Download or read book Placing the South written by Michael O'Brien and published by Univ. Press of Mississippi. This book was released on 2007 with total page 288 pages. Available in PDF, EPUB and Kindle. Book excerpt: Placing the South offers a selection of work published between 1985 and 2005 by one of the most incisive historians and literary critics of the South. The pieces seek to situate the South in a variety of contexts and offer a compelling defense of what Kwame Anthony Appiah has called "rooted cosmopolitanism." This is a mode of understanding based on respect for what is local and an awareness that regionalism is not enough. Hybridity, in both culture and literature, is inescapable and desirable. The first section of the book ("Placing") contains three comparative analyses that look at how regionalism has recently been conceptualized globally, how the modern South has acquired pertinence for those outside the United States, and how the relationship between Britain and the South has worked. The second section ("Ideologies") scrutinizes political ideas--freedom, imperialism, nationalism, racial ideology--which have transformed American discourse. The third section ("Forms") examines genre and how the South has been constructed and reconstructed by such literary forms as autobiography, biography, history, and literary history. The final section ("Writers") contains critical appreciations of political thinkers, novelists, poets, critics, historians, and sociologists important to southern intellectual life. Taken together, the essays offer a robust analysis of a dynamic region. Michael O'Brien is professor of American intellectual history at University of Cambridge and a fellow at Jesus College. He is the author of Conjectures of Order: Intellectual Life and the American South, 1810-1860 and other books.

Book South to A New Place

Download or read book South to A New Place written by Suzanne W. Jones and published by LSU Press. This book was released on 2002-11-01 with total page 428 pages. Available in PDF, EPUB and Kindle. Book excerpt: Taking Albert Murray’s South to a Very Old Place as a starting point, contributors to this exciting collection continue the work of critically and creatively remapping the South through their freewheeling studies of southern literature and culture.
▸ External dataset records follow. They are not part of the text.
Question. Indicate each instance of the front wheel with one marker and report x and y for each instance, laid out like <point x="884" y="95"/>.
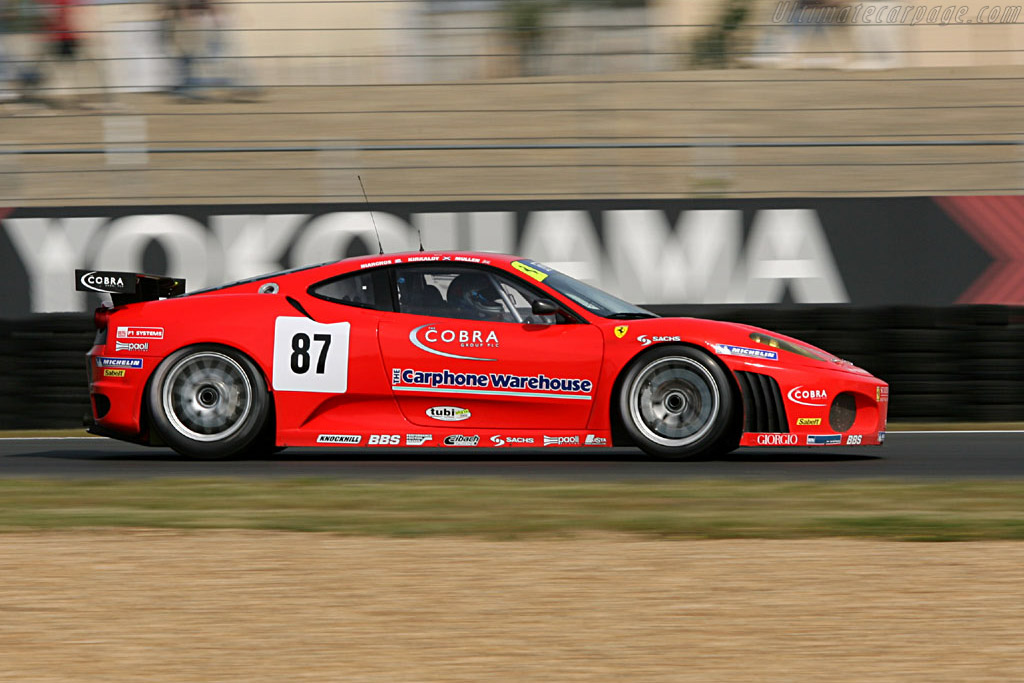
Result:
<point x="677" y="402"/>
<point x="208" y="401"/>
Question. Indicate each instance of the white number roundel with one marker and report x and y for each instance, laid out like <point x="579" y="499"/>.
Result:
<point x="310" y="355"/>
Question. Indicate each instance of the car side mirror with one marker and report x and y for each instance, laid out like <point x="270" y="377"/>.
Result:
<point x="544" y="307"/>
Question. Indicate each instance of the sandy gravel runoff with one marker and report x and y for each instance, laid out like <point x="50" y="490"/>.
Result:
<point x="166" y="605"/>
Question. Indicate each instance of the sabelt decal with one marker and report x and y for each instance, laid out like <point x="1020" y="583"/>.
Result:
<point x="140" y="333"/>
<point x="529" y="271"/>
<point x="340" y="439"/>
<point x="813" y="397"/>
<point x="433" y="339"/>
<point x="107" y="282"/>
<point x="743" y="351"/>
<point x="449" y="413"/>
<point x="777" y="439"/>
<point x="109" y="361"/>
<point x="460" y="439"/>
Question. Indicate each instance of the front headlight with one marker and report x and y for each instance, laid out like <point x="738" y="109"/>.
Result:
<point x="799" y="349"/>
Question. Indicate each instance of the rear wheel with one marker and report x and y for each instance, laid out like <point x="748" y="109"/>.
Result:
<point x="208" y="401"/>
<point x="677" y="402"/>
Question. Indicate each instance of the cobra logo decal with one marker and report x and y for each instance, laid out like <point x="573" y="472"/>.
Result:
<point x="808" y="396"/>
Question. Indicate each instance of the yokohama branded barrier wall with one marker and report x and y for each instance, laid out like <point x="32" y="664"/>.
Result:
<point x="872" y="280"/>
<point x="950" y="364"/>
<point x="865" y="252"/>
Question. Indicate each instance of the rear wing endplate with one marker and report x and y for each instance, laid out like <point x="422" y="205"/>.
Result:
<point x="128" y="287"/>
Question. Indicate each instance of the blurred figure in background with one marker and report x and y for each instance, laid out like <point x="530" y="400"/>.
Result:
<point x="196" y="36"/>
<point x="20" y="72"/>
<point x="76" y="73"/>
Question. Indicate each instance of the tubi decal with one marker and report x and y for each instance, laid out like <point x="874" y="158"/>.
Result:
<point x="341" y="439"/>
<point x="449" y="414"/>
<point x="460" y="439"/>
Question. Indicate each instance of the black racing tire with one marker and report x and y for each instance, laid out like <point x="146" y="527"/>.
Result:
<point x="209" y="402"/>
<point x="676" y="402"/>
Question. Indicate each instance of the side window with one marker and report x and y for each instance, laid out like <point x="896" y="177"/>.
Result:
<point x="461" y="292"/>
<point x="367" y="290"/>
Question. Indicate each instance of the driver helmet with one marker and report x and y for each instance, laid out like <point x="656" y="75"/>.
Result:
<point x="474" y="294"/>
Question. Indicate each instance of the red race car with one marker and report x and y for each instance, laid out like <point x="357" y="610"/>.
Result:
<point x="452" y="349"/>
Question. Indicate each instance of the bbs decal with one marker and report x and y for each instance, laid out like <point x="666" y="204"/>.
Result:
<point x="310" y="355"/>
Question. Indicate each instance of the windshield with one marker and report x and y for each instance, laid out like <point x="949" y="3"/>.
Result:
<point x="591" y="298"/>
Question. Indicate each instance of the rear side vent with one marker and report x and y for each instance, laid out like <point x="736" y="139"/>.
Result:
<point x="762" y="403"/>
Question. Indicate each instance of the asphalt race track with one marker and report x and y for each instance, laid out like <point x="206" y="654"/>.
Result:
<point x="905" y="455"/>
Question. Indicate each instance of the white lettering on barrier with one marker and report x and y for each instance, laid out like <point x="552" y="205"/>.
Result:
<point x="643" y="258"/>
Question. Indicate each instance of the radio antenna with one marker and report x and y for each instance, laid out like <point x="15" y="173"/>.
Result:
<point x="372" y="219"/>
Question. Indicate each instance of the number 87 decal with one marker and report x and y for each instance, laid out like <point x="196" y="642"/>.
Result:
<point x="310" y="355"/>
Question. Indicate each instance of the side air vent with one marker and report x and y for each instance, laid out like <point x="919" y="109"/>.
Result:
<point x="763" y="407"/>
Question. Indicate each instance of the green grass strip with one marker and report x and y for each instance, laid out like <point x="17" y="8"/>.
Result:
<point x="492" y="508"/>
Appraising representations of the South within a context that is postmodern, diverse, widely inclusive, and international, the essays present multiple ways of imagining the South and examine both new places and old landscapes in an attempt to tie the mythic southern balloon down to earth. In his foreword, an insightful discussion of numerous Souths and the ways they are perceived, Richard Gray explains one of the key goals of the book: to open up to scrutiny the literary and cultural practice that has come to be known as “regionalism.” Part I, “Surveying the Territory,” theorizes definitions of place and region, and includes an analysis of southern literary regionalism from the 1930s to the present and an exploration of southern popular culture. In “Mapping the Region,” essayists examine different representations of rural landscapes and small towns, cities and suburbs, as well as liminal zones in which new immigrants make their homes. Reflecting the contributors’ transatlantic perspective, “Making Global Connections” challenges notions of southern distinctiveness by reading the region through the comparative frameworks of Southern Italy, East Germany, Latin America, and the United Kingdom and via a range of texts and contexts—from early reconciliation romances to Faulkner’s fictions about race to the more recent parody of southern mythmaking, Alice Randall’s The Wind Done Gone. Together, these essays explore the roles that economic, racial, and ideological tensions have played in the formation of southern identity through varying representations of locality, moving regionalism toward a “new place” in southern studies.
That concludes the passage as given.